Auch in Deutschland wandelt sich sein Bild langsam, aber sicher. Hinter ter Stegens Name wurde anfangs immer noch eine Fußnote gesetzt, in der – bei allem offensichtlichen Talent – auf seine wenig erbauliche Bilanz in der Nationalmannschaft verwiesen wurde. In seinem Länderspieldebüt gegen die Schweiz kurz vor der EM 2012 kassierte er fünf Gegentore.

Überhaupt hatte ter Stegen bei seinen raren Einsätzen für die Nationalmannschaft immer wieder ein unerklärliches Zitterhändchen. In seinen ersten drei Spielen kam er auf einen Schnitt von vier Gegentoren. In den 15 Begegnungen seitdem waren es nur noch sieben. Sieben insgesamt. Mit ter Stegen im Tor hat die Nationalmannschaft nicht nur den Confed-Cup gewonnen, sondern sich auch souverän für die WM qualifiziert.

Trotzdem müsste er im Fall der Fälle hinter Manuel Neuer zurücktreten und sich in Russland mit der Rolle als dessen erster Vertreter begnügen. Neuer als Stammtorhüter bei der WM – das ist immer noch der Plan A bei der Nationalmannschaft. „Wir hoffen es natürlich und wünschen es auch“, sagt Manager Oliver Bierhoff. „Wir sind weiterhin positiv gestimmt, er auch.“ Neuer arbeitet aktuell an seiner Rückkehr ins Mannschaftstraining. Sein Vereinstrainer Jupp Heynckes hat vor einer Woche erklärt, Neuer könne inzwischen wieder bis zu 80 Prozent des Körpergewichts belasten, und angedeutet, dass er Anfang April auf den Trainingsplatz zurückkehre.
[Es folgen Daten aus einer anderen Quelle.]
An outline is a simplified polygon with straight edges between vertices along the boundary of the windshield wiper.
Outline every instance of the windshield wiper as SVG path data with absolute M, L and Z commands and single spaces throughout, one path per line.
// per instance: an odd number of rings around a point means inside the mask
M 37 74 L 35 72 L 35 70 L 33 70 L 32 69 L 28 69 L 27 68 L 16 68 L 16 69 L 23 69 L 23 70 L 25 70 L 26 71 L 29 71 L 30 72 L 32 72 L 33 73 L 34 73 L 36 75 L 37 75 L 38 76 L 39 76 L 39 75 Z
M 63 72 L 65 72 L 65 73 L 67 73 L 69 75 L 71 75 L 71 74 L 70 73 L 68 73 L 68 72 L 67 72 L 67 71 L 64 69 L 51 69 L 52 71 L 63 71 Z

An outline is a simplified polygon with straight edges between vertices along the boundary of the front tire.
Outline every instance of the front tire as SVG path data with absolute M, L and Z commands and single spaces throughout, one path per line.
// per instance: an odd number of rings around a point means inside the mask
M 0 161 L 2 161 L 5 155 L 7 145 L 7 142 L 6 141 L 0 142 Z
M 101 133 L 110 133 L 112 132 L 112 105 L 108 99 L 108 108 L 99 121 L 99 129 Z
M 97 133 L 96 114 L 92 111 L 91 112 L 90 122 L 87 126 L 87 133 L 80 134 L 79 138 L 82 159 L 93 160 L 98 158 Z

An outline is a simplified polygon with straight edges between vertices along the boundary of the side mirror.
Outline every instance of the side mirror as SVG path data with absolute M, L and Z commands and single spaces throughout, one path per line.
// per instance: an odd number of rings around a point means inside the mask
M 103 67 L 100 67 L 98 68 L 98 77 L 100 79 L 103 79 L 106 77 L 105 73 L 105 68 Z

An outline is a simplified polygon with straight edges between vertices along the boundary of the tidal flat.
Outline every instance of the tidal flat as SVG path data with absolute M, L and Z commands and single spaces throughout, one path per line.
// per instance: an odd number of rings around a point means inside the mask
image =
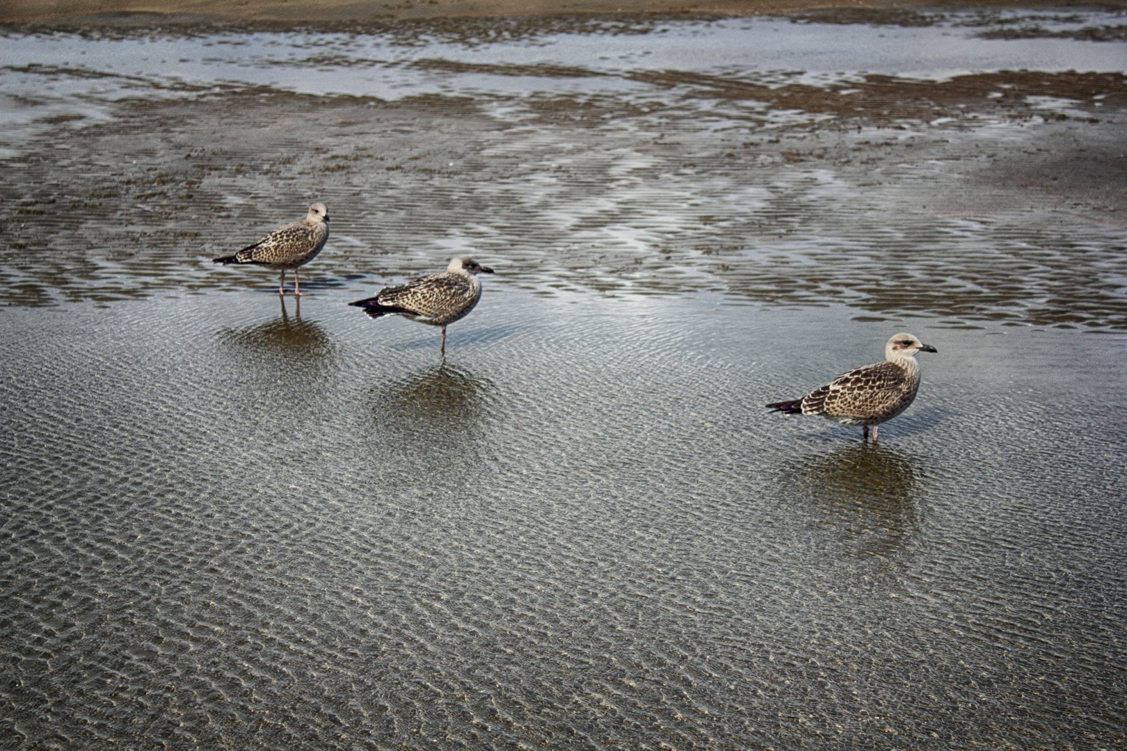
M 3 27 L 0 749 L 1124 744 L 1122 29 Z

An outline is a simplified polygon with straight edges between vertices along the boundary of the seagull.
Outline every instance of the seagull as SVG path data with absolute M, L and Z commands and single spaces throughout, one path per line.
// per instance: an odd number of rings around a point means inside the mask
M 442 351 L 446 354 L 446 327 L 464 318 L 481 299 L 478 274 L 492 274 L 472 258 L 459 256 L 442 274 L 432 274 L 398 287 L 384 287 L 366 299 L 349 305 L 363 307 L 373 319 L 400 314 L 412 321 L 442 327 Z
M 301 296 L 298 267 L 313 260 L 329 239 L 329 209 L 325 204 L 313 204 L 301 222 L 279 226 L 252 245 L 234 256 L 216 258 L 216 263 L 258 263 L 278 269 L 278 294 L 284 295 L 285 270 L 293 269 L 293 294 Z
M 833 383 L 802 399 L 767 404 L 784 414 L 820 414 L 849 426 L 863 426 L 862 440 L 877 442 L 877 426 L 908 409 L 920 388 L 916 352 L 937 351 L 909 333 L 898 333 L 885 345 L 885 361 L 850 370 Z

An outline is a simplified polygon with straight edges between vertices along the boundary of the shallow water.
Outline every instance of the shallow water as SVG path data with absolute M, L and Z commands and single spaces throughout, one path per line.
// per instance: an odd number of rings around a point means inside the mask
M 1013 18 L 0 39 L 0 748 L 1124 743 L 1124 46 Z M 445 359 L 345 305 L 460 252 Z M 878 446 L 760 406 L 900 330 Z

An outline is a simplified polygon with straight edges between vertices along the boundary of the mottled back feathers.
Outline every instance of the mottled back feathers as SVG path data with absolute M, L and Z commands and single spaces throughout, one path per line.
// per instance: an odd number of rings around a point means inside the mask
M 276 269 L 295 269 L 313 260 L 329 239 L 329 212 L 313 204 L 301 222 L 286 224 L 247 245 L 234 256 L 216 258 L 216 263 L 258 263 Z
M 399 314 L 445 327 L 464 318 L 481 299 L 478 272 L 492 274 L 492 269 L 459 257 L 442 274 L 420 277 L 398 287 L 384 287 L 374 297 L 349 305 L 363 307 L 374 319 Z

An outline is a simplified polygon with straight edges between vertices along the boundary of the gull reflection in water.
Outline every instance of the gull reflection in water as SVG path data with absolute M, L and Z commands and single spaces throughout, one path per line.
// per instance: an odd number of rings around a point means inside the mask
M 494 412 L 495 387 L 442 363 L 380 384 L 372 394 L 376 433 L 400 448 L 452 449 L 480 438 Z
M 220 340 L 256 356 L 327 360 L 336 349 L 328 333 L 316 322 L 302 320 L 300 297 L 294 298 L 293 315 L 286 311 L 285 298 L 281 301 L 281 316 L 243 329 L 222 329 Z
M 894 448 L 852 444 L 804 457 L 791 476 L 848 551 L 882 557 L 899 552 L 919 526 L 919 464 Z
Neuer brach er sich gleich zweimal hintereinander den Mittelfuß.
Neuer brach er sich gleich zweimal hintereinander den Mittelfuß.

© AFP

Nach allgemeiner Einschätzung sollte das reichen, um bis zur WM wieder das alte Niveau zu erlangen. „Ich glaube, dass er relativ schnell wieder in seinen Rhythmus kommt“, sagt Bierhoff. Immerhin gibt es ein historisches Vorbild in der Geschichte der Nationalmannschaft, das Neuer Hoffnung machen sollte. Es ist Neuer selbst.

Vor vier Jahren konnte er in der WM-Vorbereitung wegen einer Schulterverletzung nur eingeschränkt trainieren. Auch damals war die Öffentlichkeit skeptisch, ob es reichen würde. Neuer war tatsächlich erst unmittelbar vor dem ersten Gruppenspiel wieder komplett hergestellt – und anschließend einer der Garanten für den Titelgewinn der Deutschen. Auch wegen dieser Erfahrung glaubt Thomas Müller: „Er wird sich die Zeit nehmen, die er braucht.“

Der große Unterschied ist: Vor vier Jahren verletzte sich Manuel Neuer erst im Pokalfinale, im letzten Spiel der Saison. Diesmal fehlt er schon fast die komplette Spielzeit.